Copyright ©2013 NPR. For personal, noncommercial use only. See Terms of Use. For other uses, prior permission required.

AUDIE CORNISH, HOST:

We've been digging into findings of a survey of African-Americans' views on communities, their finance and dating. The survey was conducted by NPR, the Robert Wood Johnson Foundation and the Harvard School of Public Health. We talked to more than a thousand men and women over the age of 18. One finding of note: More men than women said they were looking for long-term relationships.

But as Christopher Johnson reports, it turns out that men and women mean different things when they say long-term.

CHRISTOPHER JOHNSON, BYLINE: The numbers go like this: very few women - just a quarter of those surveyed - said they were looking for long-term relationships, and nearly twice as many black men said they were looking to go long-term.

KRISTIN MCDONALD: (unintelligible)

UNIDENTIFIED WOMAN: You know they're not.

(LAUGHTER)

JOHNSON: I lay the data on Kristin McDonald and her black women's book club, gathered at a restaurant in Brooklyn. They're all in their 30's, mostly single. And to every woman here, the term long-term relationship equals a prelude to marriage. That's the lens McDonald used to interpret the survey numbers.

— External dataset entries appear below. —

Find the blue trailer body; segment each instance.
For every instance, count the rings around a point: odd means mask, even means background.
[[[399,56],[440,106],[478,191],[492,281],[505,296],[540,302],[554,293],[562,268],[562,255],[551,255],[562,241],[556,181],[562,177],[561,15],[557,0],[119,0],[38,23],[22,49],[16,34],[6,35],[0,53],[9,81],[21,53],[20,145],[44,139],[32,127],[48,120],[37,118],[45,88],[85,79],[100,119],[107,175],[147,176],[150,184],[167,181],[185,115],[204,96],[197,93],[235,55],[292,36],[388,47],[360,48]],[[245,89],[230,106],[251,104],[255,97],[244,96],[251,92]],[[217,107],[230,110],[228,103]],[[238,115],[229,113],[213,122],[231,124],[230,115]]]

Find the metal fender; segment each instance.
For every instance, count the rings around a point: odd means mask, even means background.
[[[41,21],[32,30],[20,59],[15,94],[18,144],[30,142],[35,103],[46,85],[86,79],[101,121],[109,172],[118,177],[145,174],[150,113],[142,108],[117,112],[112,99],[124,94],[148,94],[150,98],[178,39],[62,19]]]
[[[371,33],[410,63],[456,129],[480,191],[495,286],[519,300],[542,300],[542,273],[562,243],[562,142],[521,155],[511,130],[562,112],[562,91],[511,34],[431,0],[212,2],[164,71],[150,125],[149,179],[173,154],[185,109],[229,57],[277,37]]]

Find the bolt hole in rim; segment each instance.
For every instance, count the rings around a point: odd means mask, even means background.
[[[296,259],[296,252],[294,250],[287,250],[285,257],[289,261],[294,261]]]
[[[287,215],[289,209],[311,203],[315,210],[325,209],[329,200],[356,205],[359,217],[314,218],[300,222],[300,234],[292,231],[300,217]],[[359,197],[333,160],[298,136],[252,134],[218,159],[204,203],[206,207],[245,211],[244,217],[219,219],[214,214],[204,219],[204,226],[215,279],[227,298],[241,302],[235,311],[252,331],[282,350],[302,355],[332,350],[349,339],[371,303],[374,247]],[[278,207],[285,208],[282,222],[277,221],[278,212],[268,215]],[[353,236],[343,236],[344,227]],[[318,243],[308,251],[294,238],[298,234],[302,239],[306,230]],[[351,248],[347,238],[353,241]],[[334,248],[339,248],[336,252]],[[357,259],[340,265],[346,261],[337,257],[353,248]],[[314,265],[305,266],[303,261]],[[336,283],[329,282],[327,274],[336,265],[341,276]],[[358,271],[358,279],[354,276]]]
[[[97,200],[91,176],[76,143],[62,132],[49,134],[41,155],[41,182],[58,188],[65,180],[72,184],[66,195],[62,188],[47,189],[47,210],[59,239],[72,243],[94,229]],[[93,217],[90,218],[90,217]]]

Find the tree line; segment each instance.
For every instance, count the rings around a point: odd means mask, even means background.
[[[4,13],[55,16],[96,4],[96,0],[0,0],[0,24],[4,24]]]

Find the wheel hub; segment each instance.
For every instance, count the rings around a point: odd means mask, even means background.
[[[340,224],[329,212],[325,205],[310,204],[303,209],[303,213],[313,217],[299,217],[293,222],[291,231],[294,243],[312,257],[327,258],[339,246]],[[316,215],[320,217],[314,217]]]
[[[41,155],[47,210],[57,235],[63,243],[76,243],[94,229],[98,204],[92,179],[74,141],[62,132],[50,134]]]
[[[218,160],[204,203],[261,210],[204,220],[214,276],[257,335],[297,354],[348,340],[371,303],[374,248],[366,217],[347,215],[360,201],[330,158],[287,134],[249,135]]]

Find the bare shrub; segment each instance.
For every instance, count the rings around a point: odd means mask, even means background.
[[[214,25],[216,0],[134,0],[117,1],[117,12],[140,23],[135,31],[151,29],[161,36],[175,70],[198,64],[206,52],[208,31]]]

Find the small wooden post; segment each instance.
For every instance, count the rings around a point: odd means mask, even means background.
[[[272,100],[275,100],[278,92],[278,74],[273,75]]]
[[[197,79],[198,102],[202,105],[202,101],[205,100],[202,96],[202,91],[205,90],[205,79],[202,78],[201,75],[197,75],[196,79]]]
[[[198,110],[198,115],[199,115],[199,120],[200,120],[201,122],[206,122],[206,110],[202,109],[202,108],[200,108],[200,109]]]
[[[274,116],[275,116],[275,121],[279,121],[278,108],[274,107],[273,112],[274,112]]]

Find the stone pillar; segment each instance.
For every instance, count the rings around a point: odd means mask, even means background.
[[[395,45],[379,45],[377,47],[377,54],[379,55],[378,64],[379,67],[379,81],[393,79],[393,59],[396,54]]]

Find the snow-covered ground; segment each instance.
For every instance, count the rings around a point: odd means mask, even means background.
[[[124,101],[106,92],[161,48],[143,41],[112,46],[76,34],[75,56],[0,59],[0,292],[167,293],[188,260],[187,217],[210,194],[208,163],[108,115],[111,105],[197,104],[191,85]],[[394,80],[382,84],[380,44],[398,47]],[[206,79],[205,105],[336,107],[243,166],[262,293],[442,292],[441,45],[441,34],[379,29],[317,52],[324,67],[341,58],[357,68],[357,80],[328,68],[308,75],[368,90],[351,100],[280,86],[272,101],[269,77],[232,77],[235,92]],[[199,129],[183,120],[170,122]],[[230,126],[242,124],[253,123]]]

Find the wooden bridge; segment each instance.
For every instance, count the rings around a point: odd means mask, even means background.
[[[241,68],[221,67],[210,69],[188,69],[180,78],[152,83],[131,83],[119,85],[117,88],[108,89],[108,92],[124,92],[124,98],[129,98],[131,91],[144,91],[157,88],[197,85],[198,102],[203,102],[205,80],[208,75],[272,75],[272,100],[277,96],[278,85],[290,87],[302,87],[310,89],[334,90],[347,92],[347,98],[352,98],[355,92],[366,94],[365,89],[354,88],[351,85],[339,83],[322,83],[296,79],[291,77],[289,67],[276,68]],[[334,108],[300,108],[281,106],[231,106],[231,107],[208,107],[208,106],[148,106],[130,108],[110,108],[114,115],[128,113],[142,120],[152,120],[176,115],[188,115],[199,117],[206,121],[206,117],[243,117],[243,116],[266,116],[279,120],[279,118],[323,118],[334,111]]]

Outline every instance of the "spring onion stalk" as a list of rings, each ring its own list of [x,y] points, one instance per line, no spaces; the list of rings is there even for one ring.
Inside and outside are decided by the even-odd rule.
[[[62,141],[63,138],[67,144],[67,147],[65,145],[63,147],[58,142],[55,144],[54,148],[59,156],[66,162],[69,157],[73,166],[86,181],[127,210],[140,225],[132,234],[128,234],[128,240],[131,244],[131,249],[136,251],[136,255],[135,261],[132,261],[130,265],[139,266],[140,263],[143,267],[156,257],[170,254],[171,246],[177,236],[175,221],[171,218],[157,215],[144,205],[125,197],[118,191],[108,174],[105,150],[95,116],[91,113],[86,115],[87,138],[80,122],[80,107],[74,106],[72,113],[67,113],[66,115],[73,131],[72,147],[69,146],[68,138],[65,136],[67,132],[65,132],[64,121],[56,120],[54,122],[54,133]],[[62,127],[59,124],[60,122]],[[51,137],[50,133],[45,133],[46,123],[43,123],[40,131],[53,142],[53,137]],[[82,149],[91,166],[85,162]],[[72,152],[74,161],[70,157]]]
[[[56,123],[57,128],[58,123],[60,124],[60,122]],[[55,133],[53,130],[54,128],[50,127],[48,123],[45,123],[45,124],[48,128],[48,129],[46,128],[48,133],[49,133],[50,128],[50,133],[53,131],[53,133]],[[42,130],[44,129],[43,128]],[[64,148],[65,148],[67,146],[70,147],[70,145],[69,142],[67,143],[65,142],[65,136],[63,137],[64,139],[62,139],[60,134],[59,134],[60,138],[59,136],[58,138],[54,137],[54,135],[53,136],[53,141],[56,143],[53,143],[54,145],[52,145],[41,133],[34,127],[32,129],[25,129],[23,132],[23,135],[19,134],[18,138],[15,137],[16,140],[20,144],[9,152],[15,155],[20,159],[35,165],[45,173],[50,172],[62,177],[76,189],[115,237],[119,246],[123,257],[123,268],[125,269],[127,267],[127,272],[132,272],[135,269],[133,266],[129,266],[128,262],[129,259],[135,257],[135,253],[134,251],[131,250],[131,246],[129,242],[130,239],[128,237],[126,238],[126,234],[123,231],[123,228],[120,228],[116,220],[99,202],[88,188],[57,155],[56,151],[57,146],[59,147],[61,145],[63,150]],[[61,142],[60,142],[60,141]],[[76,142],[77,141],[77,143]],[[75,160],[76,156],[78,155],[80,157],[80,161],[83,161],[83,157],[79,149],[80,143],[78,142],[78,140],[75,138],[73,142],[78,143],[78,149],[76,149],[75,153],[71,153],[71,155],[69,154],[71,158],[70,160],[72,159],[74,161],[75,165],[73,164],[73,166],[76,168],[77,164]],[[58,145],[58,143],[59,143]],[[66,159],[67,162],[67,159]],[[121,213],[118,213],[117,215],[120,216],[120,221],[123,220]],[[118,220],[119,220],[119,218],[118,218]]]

MCDONALD: I think that a lot of men think that they want to get married. I think men see it as a sense of accomplishment. Like, once I get married, I've checked something else off the list of the things that I want to accomplish in my life.

JOHNSON: Okay. But then, why are so few women looking? McDonald says a lot of her girlfriends were raised by single moms. Marriage wasn't modeled in their homes, and today it seems like a realm beyond possibility.

MCDONALD: Who wants to say they want something that they don't feel like they'll ever achieve? It just makes you feel like, damn, you know?

JOHNSON: So some black women just throw in the towel, says Dannette Hargraves, who is single, but wants to go the distance with someone.

DANNETTE HARGRAVES: Some people give up, like, I'm never going to get married so whatever. I'm never going to find a guy who has a job, who makes as much money as I do, who can live to my - who's cute, that I can't pick up and spin around.

(LAUGHTER)

ROBERT BLENDON: The African-American community that we interviewed report a lot of financial insecurity about things that could go wrong in the future - losing jobs, not being able to pay medical bills, et cetera.

JOHNSON: Robert Blendon co-directed the survey. He teaches at the Harvard School of Public Health. He says African-Americans are more likely than whites to want financial security in their long-term partners.

BLENDON: And it's been reported a number of times, on the average, African-American women are staying in school longer, for lots of reasons, than men. That also affects the choice of a long-term partner.

JOHNSON: And what do black men think of the survey numbers?

(LAUGHTER)

JOHNSON: A group of guys, all 30-somethings, are sitting in a pub in Crown Heights, Brooklyn. Milton Appling is single and looking for something long-term.

MILTON APPLING: A long-term relationship means headed towards marriage or as a final step, as opposed to X years, and we'll see what happens. Yeah, that's very different. You know, men in general when they hear that term do not necessarily mean marriage. Marriage is marriage.

BROOK STEPHENSON: Oh, yeah. Yeah, I think they may not necessarily have a good view of marriage, you know.

JOHNSON: Brook Stephenson, also single and searching for a girlfriend, says although guys may steer away from marriage, many are still enthusiastic about long-term relationships.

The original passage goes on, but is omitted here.